Judge now has 27 home runs in the season, which is fifth in the American League. What makes that stat remarkable is the slugger has missed 72 games this season, two months' worth from the toe injury he suffered running through an outfield wall in Los Angeles.

Boone, a two-time member of the three-homer club while with the Cincinnati Reds, had a smile on his face when he was asked what he told his outfielder after the third homer.

“I didn’t realize it was his first. I thought he did it once last year,” Boone said. “I was thinking maybe it was his second, so I had to welcome him to the club.”

Judge almost had a chance to become a part of a more exclusive club in the ninth inning. He was in the batter’s box with two outs in the bottom of the eighth when Jake Bauers grounded out to extinguish any hopes of the Yankee Stadium crowd seeing Judge try to hit his fourth homer of the game.

If he succeeded, he would have become just the second Yankee to do so.
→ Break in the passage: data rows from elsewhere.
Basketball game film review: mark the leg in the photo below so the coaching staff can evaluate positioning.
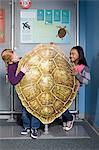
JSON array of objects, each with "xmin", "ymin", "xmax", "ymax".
[
  {"xmin": 44, "ymin": 124, "xmax": 49, "ymax": 134},
  {"xmin": 21, "ymin": 107, "xmax": 30, "ymax": 129},
  {"xmin": 31, "ymin": 115, "xmax": 40, "ymax": 139},
  {"xmin": 31, "ymin": 115, "xmax": 40, "ymax": 129},
  {"xmin": 62, "ymin": 109, "xmax": 74, "ymax": 131},
  {"xmin": 21, "ymin": 107, "xmax": 31, "ymax": 135},
  {"xmin": 62, "ymin": 109, "xmax": 73, "ymax": 122}
]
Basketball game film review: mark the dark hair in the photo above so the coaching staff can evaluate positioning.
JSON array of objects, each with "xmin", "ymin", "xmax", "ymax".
[{"xmin": 71, "ymin": 46, "xmax": 88, "ymax": 66}]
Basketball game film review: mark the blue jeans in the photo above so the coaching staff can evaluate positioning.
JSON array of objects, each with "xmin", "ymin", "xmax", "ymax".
[
  {"xmin": 62, "ymin": 109, "xmax": 73, "ymax": 122},
  {"xmin": 21, "ymin": 107, "xmax": 40, "ymax": 129}
]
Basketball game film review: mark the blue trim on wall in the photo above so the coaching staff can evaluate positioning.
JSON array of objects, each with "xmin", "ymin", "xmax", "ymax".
[
  {"xmin": 80, "ymin": 0, "xmax": 99, "ymax": 128},
  {"xmin": 78, "ymin": 1, "xmax": 86, "ymax": 118}
]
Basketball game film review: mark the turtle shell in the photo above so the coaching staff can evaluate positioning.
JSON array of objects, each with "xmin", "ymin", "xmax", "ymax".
[
  {"xmin": 16, "ymin": 44, "xmax": 78, "ymax": 124},
  {"xmin": 58, "ymin": 28, "xmax": 66, "ymax": 38}
]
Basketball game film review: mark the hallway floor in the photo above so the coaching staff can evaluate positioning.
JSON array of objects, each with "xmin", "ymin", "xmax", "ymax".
[
  {"xmin": 0, "ymin": 119, "xmax": 99, "ymax": 150},
  {"xmin": 0, "ymin": 119, "xmax": 91, "ymax": 139}
]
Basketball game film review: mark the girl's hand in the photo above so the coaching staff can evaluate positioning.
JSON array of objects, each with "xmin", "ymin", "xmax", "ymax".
[
  {"xmin": 21, "ymin": 64, "xmax": 29, "ymax": 73},
  {"xmin": 71, "ymin": 68, "xmax": 78, "ymax": 76}
]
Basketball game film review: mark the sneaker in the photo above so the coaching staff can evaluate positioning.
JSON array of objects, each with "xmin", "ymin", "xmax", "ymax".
[
  {"xmin": 63, "ymin": 115, "xmax": 75, "ymax": 131},
  {"xmin": 63, "ymin": 122, "xmax": 67, "ymax": 130},
  {"xmin": 31, "ymin": 129, "xmax": 38, "ymax": 139},
  {"xmin": 65, "ymin": 120, "xmax": 74, "ymax": 131},
  {"xmin": 21, "ymin": 128, "xmax": 30, "ymax": 135}
]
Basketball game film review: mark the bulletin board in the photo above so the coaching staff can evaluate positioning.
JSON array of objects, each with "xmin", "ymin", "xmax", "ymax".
[
  {"xmin": 20, "ymin": 9, "xmax": 71, "ymax": 44},
  {"xmin": 0, "ymin": 9, "xmax": 5, "ymax": 43}
]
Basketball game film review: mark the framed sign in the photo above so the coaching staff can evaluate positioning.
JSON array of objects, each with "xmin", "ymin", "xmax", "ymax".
[{"xmin": 20, "ymin": 9, "xmax": 71, "ymax": 43}]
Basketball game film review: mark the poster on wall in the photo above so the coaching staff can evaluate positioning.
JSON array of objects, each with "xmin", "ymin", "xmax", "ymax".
[
  {"xmin": 0, "ymin": 9, "xmax": 5, "ymax": 43},
  {"xmin": 20, "ymin": 10, "xmax": 34, "ymax": 43},
  {"xmin": 20, "ymin": 9, "xmax": 71, "ymax": 43}
]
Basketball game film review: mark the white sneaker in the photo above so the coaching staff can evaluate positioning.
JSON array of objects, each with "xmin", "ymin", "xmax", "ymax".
[{"xmin": 63, "ymin": 115, "xmax": 75, "ymax": 131}]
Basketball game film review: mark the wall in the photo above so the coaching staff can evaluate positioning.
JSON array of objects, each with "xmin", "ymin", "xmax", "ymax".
[
  {"xmin": 78, "ymin": 1, "xmax": 86, "ymax": 119},
  {"xmin": 79, "ymin": 0, "xmax": 99, "ymax": 130},
  {"xmin": 0, "ymin": 0, "xmax": 77, "ymax": 118},
  {"xmin": 0, "ymin": 0, "xmax": 11, "ymax": 112},
  {"xmin": 14, "ymin": 0, "xmax": 77, "ymax": 57}
]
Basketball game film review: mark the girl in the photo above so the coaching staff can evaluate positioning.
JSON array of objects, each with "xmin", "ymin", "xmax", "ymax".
[
  {"xmin": 62, "ymin": 46, "xmax": 90, "ymax": 131},
  {"xmin": 1, "ymin": 49, "xmax": 40, "ymax": 139}
]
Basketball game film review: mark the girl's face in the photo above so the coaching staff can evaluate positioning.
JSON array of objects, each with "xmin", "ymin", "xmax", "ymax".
[
  {"xmin": 12, "ymin": 52, "xmax": 19, "ymax": 62},
  {"xmin": 70, "ymin": 48, "xmax": 79, "ymax": 64}
]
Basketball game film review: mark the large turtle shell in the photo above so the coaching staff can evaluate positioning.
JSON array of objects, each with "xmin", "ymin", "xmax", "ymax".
[{"xmin": 16, "ymin": 44, "xmax": 78, "ymax": 124}]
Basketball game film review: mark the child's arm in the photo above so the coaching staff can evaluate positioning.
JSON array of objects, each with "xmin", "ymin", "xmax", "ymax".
[
  {"xmin": 8, "ymin": 63, "xmax": 28, "ymax": 86},
  {"xmin": 75, "ymin": 66, "xmax": 90, "ymax": 85}
]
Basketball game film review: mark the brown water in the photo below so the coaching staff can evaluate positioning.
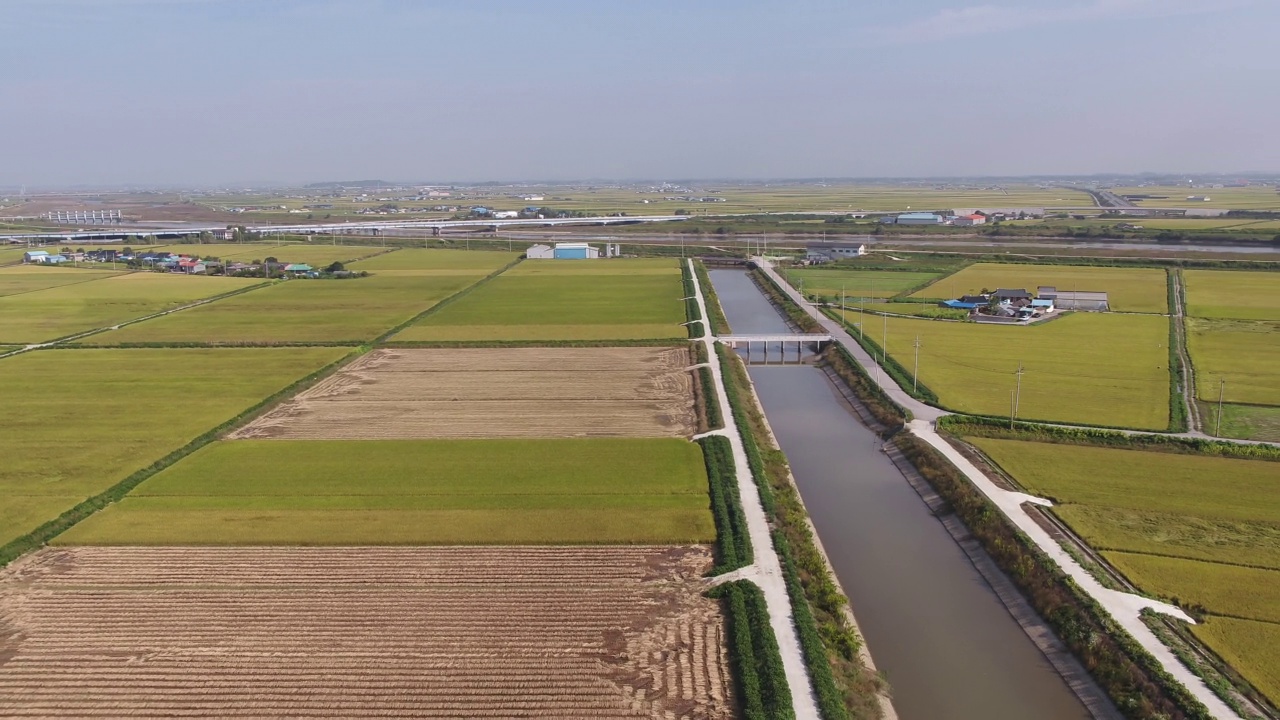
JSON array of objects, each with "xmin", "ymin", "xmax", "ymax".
[{"xmin": 709, "ymin": 268, "xmax": 1091, "ymax": 720}]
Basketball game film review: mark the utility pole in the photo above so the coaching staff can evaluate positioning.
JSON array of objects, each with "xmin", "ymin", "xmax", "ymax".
[
  {"xmin": 913, "ymin": 335, "xmax": 921, "ymax": 393},
  {"xmin": 841, "ymin": 282, "xmax": 846, "ymax": 325},
  {"xmin": 1010, "ymin": 390, "xmax": 1016, "ymax": 429},
  {"xmin": 1216, "ymin": 379, "xmax": 1225, "ymax": 436},
  {"xmin": 1014, "ymin": 361, "xmax": 1025, "ymax": 420}
]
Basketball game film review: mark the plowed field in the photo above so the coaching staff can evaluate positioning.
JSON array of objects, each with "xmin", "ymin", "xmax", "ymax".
[
  {"xmin": 0, "ymin": 545, "xmax": 734, "ymax": 719},
  {"xmin": 232, "ymin": 346, "xmax": 696, "ymax": 439}
]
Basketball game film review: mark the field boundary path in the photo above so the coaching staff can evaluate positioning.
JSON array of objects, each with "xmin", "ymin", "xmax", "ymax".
[
  {"xmin": 687, "ymin": 259, "xmax": 822, "ymax": 720},
  {"xmin": 1170, "ymin": 269, "xmax": 1207, "ymax": 435},
  {"xmin": 756, "ymin": 257, "xmax": 1244, "ymax": 720}
]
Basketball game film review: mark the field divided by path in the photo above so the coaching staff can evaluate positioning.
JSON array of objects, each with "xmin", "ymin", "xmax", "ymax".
[
  {"xmin": 233, "ymin": 347, "xmax": 696, "ymax": 439},
  {"xmin": 969, "ymin": 437, "xmax": 1280, "ymax": 706},
  {"xmin": 58, "ymin": 438, "xmax": 715, "ymax": 545},
  {"xmin": 394, "ymin": 258, "xmax": 688, "ymax": 341},
  {"xmin": 0, "ymin": 273, "xmax": 264, "ymax": 344},
  {"xmin": 0, "ymin": 265, "xmax": 123, "ymax": 297},
  {"xmin": 780, "ymin": 267, "xmax": 941, "ymax": 299},
  {"xmin": 0, "ymin": 545, "xmax": 734, "ymax": 719},
  {"xmin": 876, "ymin": 312, "xmax": 1170, "ymax": 429},
  {"xmin": 0, "ymin": 347, "xmax": 350, "ymax": 548},
  {"xmin": 77, "ymin": 250, "xmax": 516, "ymax": 345},
  {"xmin": 909, "ymin": 262, "xmax": 1168, "ymax": 313}
]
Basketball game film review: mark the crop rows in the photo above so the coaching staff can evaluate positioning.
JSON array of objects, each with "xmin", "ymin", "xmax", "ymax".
[
  {"xmin": 232, "ymin": 347, "xmax": 696, "ymax": 439},
  {"xmin": 0, "ymin": 546, "xmax": 734, "ymax": 719}
]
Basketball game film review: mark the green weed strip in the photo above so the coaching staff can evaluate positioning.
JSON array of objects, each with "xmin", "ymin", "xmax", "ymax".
[
  {"xmin": 57, "ymin": 438, "xmax": 715, "ymax": 546},
  {"xmin": 959, "ymin": 429, "xmax": 1280, "ymax": 713},
  {"xmin": 718, "ymin": 343, "xmax": 883, "ymax": 720}
]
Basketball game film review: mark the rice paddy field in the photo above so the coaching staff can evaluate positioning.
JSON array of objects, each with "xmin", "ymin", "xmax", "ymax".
[
  {"xmin": 0, "ymin": 545, "xmax": 734, "ymax": 719},
  {"xmin": 1186, "ymin": 319, "xmax": 1280, "ymax": 406},
  {"xmin": 394, "ymin": 258, "xmax": 688, "ymax": 341},
  {"xmin": 1183, "ymin": 270, "xmax": 1280, "ymax": 322},
  {"xmin": 909, "ymin": 263, "xmax": 1169, "ymax": 313},
  {"xmin": 77, "ymin": 272, "xmax": 485, "ymax": 345},
  {"xmin": 861, "ymin": 312, "xmax": 1170, "ymax": 428},
  {"xmin": 58, "ymin": 438, "xmax": 714, "ymax": 545},
  {"xmin": 0, "ymin": 347, "xmax": 349, "ymax": 548},
  {"xmin": 968, "ymin": 437, "xmax": 1280, "ymax": 706},
  {"xmin": 1111, "ymin": 185, "xmax": 1280, "ymax": 211},
  {"xmin": 0, "ymin": 273, "xmax": 264, "ymax": 344},
  {"xmin": 145, "ymin": 242, "xmax": 393, "ymax": 266},
  {"xmin": 0, "ymin": 264, "xmax": 122, "ymax": 296},
  {"xmin": 779, "ymin": 267, "xmax": 942, "ymax": 299}
]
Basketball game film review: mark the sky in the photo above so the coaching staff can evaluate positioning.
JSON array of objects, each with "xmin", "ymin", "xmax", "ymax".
[{"xmin": 3, "ymin": 0, "xmax": 1277, "ymax": 187}]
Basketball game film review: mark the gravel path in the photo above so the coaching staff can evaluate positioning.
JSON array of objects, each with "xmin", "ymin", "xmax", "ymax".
[{"xmin": 757, "ymin": 257, "xmax": 1244, "ymax": 720}]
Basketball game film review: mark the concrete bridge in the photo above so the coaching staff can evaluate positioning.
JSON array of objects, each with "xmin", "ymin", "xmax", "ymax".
[{"xmin": 716, "ymin": 333, "xmax": 833, "ymax": 364}]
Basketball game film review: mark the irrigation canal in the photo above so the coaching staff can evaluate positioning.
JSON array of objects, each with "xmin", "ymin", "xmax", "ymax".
[{"xmin": 708, "ymin": 268, "xmax": 1091, "ymax": 720}]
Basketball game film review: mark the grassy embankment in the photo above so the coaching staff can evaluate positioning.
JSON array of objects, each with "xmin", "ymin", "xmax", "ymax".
[
  {"xmin": 1182, "ymin": 269, "xmax": 1280, "ymax": 441},
  {"xmin": 0, "ymin": 347, "xmax": 352, "ymax": 562},
  {"xmin": 57, "ymin": 438, "xmax": 714, "ymax": 545},
  {"xmin": 394, "ymin": 258, "xmax": 689, "ymax": 341}
]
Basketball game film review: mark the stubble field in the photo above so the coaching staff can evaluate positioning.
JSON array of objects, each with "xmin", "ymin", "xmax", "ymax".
[
  {"xmin": 0, "ymin": 545, "xmax": 735, "ymax": 719},
  {"xmin": 233, "ymin": 346, "xmax": 696, "ymax": 439}
]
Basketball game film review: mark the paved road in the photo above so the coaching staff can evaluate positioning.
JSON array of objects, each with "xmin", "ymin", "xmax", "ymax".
[{"xmin": 756, "ymin": 258, "xmax": 1245, "ymax": 720}]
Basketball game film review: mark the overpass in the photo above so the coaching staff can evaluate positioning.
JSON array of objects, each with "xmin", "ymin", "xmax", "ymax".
[{"xmin": 0, "ymin": 214, "xmax": 691, "ymax": 244}]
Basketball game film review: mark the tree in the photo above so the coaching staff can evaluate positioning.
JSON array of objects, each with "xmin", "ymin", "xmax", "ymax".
[
  {"xmin": 122, "ymin": 246, "xmax": 133, "ymax": 256},
  {"xmin": 325, "ymin": 261, "xmax": 345, "ymax": 273}
]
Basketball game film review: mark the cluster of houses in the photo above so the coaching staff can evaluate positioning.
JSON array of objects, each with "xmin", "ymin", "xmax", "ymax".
[
  {"xmin": 942, "ymin": 286, "xmax": 1110, "ymax": 322},
  {"xmin": 22, "ymin": 249, "xmax": 317, "ymax": 277},
  {"xmin": 880, "ymin": 208, "xmax": 1045, "ymax": 226}
]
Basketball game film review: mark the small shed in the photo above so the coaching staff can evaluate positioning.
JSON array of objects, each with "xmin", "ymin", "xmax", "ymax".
[
  {"xmin": 526, "ymin": 244, "xmax": 555, "ymax": 260},
  {"xmin": 23, "ymin": 250, "xmax": 49, "ymax": 263},
  {"xmin": 284, "ymin": 263, "xmax": 313, "ymax": 274}
]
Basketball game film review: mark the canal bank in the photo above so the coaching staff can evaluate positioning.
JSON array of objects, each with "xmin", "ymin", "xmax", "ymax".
[{"xmin": 708, "ymin": 267, "xmax": 1095, "ymax": 720}]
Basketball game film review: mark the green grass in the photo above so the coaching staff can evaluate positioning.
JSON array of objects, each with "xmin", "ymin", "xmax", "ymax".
[
  {"xmin": 0, "ymin": 274, "xmax": 264, "ymax": 344},
  {"xmin": 779, "ymin": 268, "xmax": 941, "ymax": 299},
  {"xmin": 0, "ymin": 265, "xmax": 123, "ymax": 297},
  {"xmin": 395, "ymin": 259, "xmax": 688, "ymax": 341},
  {"xmin": 77, "ymin": 273, "xmax": 486, "ymax": 345},
  {"xmin": 1184, "ymin": 270, "xmax": 1280, "ymax": 321},
  {"xmin": 969, "ymin": 436, "xmax": 1280, "ymax": 707},
  {"xmin": 0, "ymin": 347, "xmax": 350, "ymax": 548},
  {"xmin": 1208, "ymin": 403, "xmax": 1280, "ymax": 442},
  {"xmin": 1190, "ymin": 618, "xmax": 1280, "ymax": 707},
  {"xmin": 909, "ymin": 263, "xmax": 1169, "ymax": 313},
  {"xmin": 970, "ymin": 438, "xmax": 1279, "ymax": 523},
  {"xmin": 870, "ymin": 312, "xmax": 1169, "ymax": 429},
  {"xmin": 1112, "ymin": 185, "xmax": 1280, "ymax": 211},
  {"xmin": 1187, "ymin": 319, "xmax": 1280, "ymax": 407},
  {"xmin": 57, "ymin": 438, "xmax": 714, "ymax": 545}
]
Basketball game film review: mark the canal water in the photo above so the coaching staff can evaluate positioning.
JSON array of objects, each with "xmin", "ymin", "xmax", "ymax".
[{"xmin": 708, "ymin": 269, "xmax": 1090, "ymax": 720}]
The first, Lou Gehrig in 1932. But if you ask Judge, he wasn’t really thinking about that.

“Nah I wanted to get the game over with,” he said after a short pause and a smirk. “It would have been nice, but we were in a great position there. Sevy had a great game, guys up and down the lineup had great at-bats, it was time to pass it on to Wandy [Peralta] and close this game out.”